Anhänger von Pegida demonstrieren mit Fahnen und Plakaten auf dem Altmarkt in Dresden
Bildrechte: MDR/Christian Essler

Die Grenzen werden fließend Verfassungsschutz beklagt schwindende Distanz von Asylkritikern zu Rechtsextremen

Bis in den Herbst wird es wohl dauern, bis das Bundesverfassungsgericht über ein Verbot der rechtsextremen NPD entscheidet. Drei Tage lang wurden Anfang des Monats in Karlsruhe Argumente vorgetragen, die für oder gegen das Zerschlagen der Partei sprechen. Auf der Befürworterseite war Sachsens Verfassungsschutzpräsident Gordian Meyer-Plath dabei. Unser Reporter hat ihn getroffen und mit ihm über die NPD und ihre Rolle in der rechten Szene des Freistaats gesprochen.
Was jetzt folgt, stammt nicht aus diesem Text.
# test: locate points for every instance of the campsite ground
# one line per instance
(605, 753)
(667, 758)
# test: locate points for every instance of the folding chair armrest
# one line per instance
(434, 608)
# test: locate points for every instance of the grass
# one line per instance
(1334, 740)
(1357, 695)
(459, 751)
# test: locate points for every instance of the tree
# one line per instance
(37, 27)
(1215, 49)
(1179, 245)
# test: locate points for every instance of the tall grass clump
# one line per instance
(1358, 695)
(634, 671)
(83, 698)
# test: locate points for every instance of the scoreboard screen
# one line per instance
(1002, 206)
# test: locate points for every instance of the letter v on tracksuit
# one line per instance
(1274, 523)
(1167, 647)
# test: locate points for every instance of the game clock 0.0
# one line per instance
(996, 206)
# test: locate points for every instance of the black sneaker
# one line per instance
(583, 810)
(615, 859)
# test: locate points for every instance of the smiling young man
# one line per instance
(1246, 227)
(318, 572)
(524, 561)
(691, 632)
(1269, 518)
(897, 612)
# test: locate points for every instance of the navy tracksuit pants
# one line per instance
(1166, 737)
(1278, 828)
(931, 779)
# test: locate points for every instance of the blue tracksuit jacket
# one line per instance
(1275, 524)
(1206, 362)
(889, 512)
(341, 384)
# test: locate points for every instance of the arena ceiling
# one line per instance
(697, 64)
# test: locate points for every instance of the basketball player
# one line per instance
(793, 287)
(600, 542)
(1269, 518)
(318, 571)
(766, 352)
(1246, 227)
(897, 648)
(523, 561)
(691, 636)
von Sebastian Hesse-Kastein, Chefreporter von MDR INFO

Anhänger von Pegida demonstrieren mit Fahnen und Plakaten auf dem Altmarkt in Dresden
Bildrechte: MDR/Christian Essler

Obwohl die NPD bei der letzten Landtagswahl an der Fünf-Prozent-Hürde scheiterte, und obwohl angesichts des Verbotsverfahrens einige Protagonisten die NPD verlassen haben, ist sie keineswegs bedeutungslos geworden. Das betont der sächsische Verfassungsschutz-Chef: "Bundesweit, nicht nur in Sachsen, ist die Partei immer wieder eine, die Rückschläge durchaus wegstecken kann. Selbst wenn ihr die Mitglieder davonlaufen, selbst wenn sie Strukturen einbüßt, selbst wenn sie in ihren Vorständen immer wieder interne Streitigkeiten ohne Ende hat, gelingt es immer wieder, kampagnefähig zu sein. Und das ist sie aktuell im Freistaat Sachsen." Sie mag nicht allerorten sofort als NPD erkennbar sein, sagt Meyer-Plath, aber: "Sie ist der Motor der rechtsextremistischen, asylfeindlichen Agitation im ganzen Land. Und insofern ein relevanter Akteur und keineswegs ein unbedeutender Zwerg, den man aus Sicht eines Verfassungsschützers vernachlässigen darf."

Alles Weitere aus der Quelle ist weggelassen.